Si la literatura no murió al preferir el papel al aire, estoy seguro de que no morirá cuando prefiera la tinta electrónica a la que se imprime sobre cadáveres arbóreos.

¿Nos hacen mejores los libros? Este estudio —el primero que he encontrado—, encuentra una relación clara entre el número semanal de libros leídos y el cociente de inteligencia no verbal: de una muestra, el 30,9% de los niños que leían cuatro o más libros semanales estaba entre el 25% de los que habían obtenido un mejor resultado en el test de inteligencia no verbal (vuelvo a resaltar el adyacente «no verbal»), mientras que solo un 15,6% de los niños muy lectores se situaban en el cuarto inferior. Esto delata a las claras que la lectura es buena no solo para el vocabulario ni el razonamiento verbal, sino para tipos de inteligencia que poco o nada tienen que ver con las palabras. Los libros nos hacen más inteligentes: no es un mito, sino lo que nos dicen los datos científicos.

¿Cuánto leen nuestros niños y jóvenes? En principio, los elevados datos de lectura juvenil pueden precipitarnos en una conclusión optimista, pero errónea: a partir de la mitad de la veintena, los números caen. Lo que sucede, a mi entender, es que los jóvenes leen porque los profesores lo mandamos, y cuando se ven libres de nuestras órdenes —y del influjo mágico y atemorizante que parece ejercer la palabra—, van dejando de leer. Hoy en día, sin embargo, no podemos medir las tasas de lectura simplemente por los libros.

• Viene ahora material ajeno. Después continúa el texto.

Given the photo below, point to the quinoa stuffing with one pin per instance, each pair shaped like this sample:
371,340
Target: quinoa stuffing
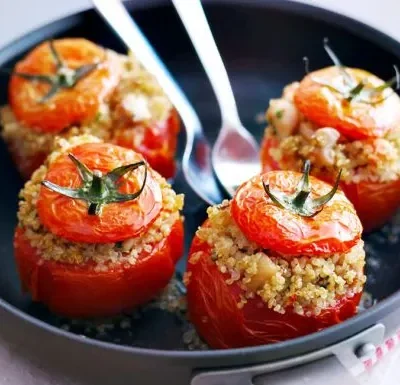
137,102
372,159
55,248
308,284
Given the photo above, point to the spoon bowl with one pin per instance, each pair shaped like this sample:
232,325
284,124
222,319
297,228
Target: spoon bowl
196,161
235,156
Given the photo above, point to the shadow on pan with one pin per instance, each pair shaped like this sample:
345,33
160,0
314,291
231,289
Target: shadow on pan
262,47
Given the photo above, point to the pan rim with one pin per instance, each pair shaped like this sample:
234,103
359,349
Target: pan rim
332,334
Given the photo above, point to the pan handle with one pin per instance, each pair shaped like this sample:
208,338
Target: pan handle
339,363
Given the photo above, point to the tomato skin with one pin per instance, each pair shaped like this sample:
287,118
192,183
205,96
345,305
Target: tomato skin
79,291
212,306
68,218
158,146
357,120
333,230
375,203
68,106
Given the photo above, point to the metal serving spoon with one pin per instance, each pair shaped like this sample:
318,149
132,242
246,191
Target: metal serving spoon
196,162
235,155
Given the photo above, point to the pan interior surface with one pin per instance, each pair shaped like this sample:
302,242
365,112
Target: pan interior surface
263,49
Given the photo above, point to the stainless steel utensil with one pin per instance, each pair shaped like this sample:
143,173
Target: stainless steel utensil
235,156
196,162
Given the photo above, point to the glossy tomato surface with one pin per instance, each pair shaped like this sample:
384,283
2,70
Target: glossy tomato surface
81,291
213,309
68,218
375,202
158,145
355,120
68,106
335,229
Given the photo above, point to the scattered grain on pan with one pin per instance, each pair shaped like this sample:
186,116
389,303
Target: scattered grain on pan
122,329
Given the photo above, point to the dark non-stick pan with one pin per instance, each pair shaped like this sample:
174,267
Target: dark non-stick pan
262,43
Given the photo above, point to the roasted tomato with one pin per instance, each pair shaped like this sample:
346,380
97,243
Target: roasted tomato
341,117
355,119
231,281
214,310
100,194
158,145
375,202
333,230
61,83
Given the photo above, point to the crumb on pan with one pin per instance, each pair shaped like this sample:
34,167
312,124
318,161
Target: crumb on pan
309,284
56,248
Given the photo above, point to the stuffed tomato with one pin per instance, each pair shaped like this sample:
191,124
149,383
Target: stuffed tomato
99,232
341,118
72,86
278,261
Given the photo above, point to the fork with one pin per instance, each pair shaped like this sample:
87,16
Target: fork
235,156
196,162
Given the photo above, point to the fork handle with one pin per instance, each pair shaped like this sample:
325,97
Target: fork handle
116,15
194,19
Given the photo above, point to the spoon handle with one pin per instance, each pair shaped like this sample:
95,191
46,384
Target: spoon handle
194,19
116,15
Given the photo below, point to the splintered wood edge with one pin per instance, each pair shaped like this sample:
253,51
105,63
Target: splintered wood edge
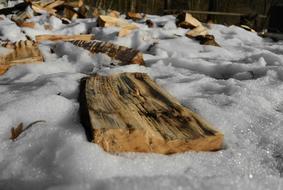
136,140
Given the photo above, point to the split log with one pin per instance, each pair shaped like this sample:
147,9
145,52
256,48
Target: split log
149,23
186,20
17,8
25,24
207,40
126,30
46,37
121,54
22,52
135,16
129,112
108,21
198,31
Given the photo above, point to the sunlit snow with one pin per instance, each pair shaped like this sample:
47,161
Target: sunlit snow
237,87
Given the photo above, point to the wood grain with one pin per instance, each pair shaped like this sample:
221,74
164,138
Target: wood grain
121,54
22,52
47,37
129,112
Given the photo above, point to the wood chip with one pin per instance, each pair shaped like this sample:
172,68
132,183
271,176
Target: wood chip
129,112
121,54
198,31
135,16
186,20
22,52
46,37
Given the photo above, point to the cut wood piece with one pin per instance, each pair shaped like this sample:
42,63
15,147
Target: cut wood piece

Hay decenas de otras fuentes en que la población ejercita su competencia lingüística: subtítulos en las series que nos bajaba (mos) de Megaupload, letra pequeña en los anuncios de televisión, textos en videojuegos, conversaciones en Facebook o artículos en blogs, por ejemplo.

¿Puede compararse la calidad de un blog con la de un libro? Creo que la pregunta es errónea, si no nos dicen el blog y el libro. He leído blogs infinitamente más interesantes y mejor escritos que algunos libros que he tenido la desgracia de leer. El soporte físico no crea la calidad. Una imagen no es mejor por haber sido creada sobre un lienzo en lugar de sobre la pantalla de un ordenador. Una novela de… (piénsese aquí en cualquier autor de escasas cualidades artísticas) no es mejor que el Cantar de Mio Cid, cuya transmisión era eminentemente oral. Tampoco las palabras son mejores por haber sido impresas en lugar de publicadas en la red. No necesariamente, quiero decir.

Queremos que los jóvenes lean, y os aseguro, con conocimiento de causa, que ya leen, y mucho. Lo que pasa es que queremos que lean lo bueno, o lo que nosotros sabemos que es bueno: Homero, Chaucer, Cervantes, Shakespeare, Tolstói, J. R. Jiménez, García Márquez. No es porque nosotros lo consideremos bueno porque es de nuestra época: de hecho, casi todos los autores citados murieron años o milenios antes de mi nacimiento. Es porque hemos aprendido a apreciarlos. Nos lo hemos pasado demasiado bien con ellos, han abierto esclusas en nuestras mentes, nos han hecho sonreír y emocionarnos.

Yo, que no soy el mejor profesor del mundo, que no estoy ni siquiera entre los mejores profesores de Literatura de mi ciudad, he conseguido que chavales de once años se rían sin poder controlarse con el Lazarillo de Tormes, escrito hace unos quinientos años. Y con el Quijote (cuatrocientos). Queremos que los jóvenes lean, y que lean cosas buenas. ¿Por qué no lo conseguimos? ¿Cómo podemos conseguirlo?